BUILDING A BENCHMARK

There is also the question of return: can a portfolio of bonds focused on long-term impact of global warming really demonstrate superior returns after just one year?

Shin admits that the AIIB is unsure but believes that it is worth a try.

“We are fortunate that we are a young multilateral and we believe capital markets have the real power to make change,” he said. “While it could take five years to really see some returns, we think it’s worth pursuing. And once we can show results other investors will be interested.”

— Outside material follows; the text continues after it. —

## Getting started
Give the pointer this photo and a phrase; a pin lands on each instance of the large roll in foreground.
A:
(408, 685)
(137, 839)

He believes that the project can easily be rolled out to encompass investment-grade bonds and equities too. AIIB’s ultimate ambition is to create a broadly accepted benchmark tool to assess issuer climate risk, which is both respected and used by asset owners to assess entire investment portfolios.

It’s early days for such a grand goal and there is a lot of work still to be done. However, the increasing seriousness with which asset owners are taking climate risk and ESG suggests there is a hunger for more investment tools outside specialised equity indices and green bonds.

If AIIB can get this right it could yet give asset owners a new means to make a difference in the battle to prevent a climate crisis.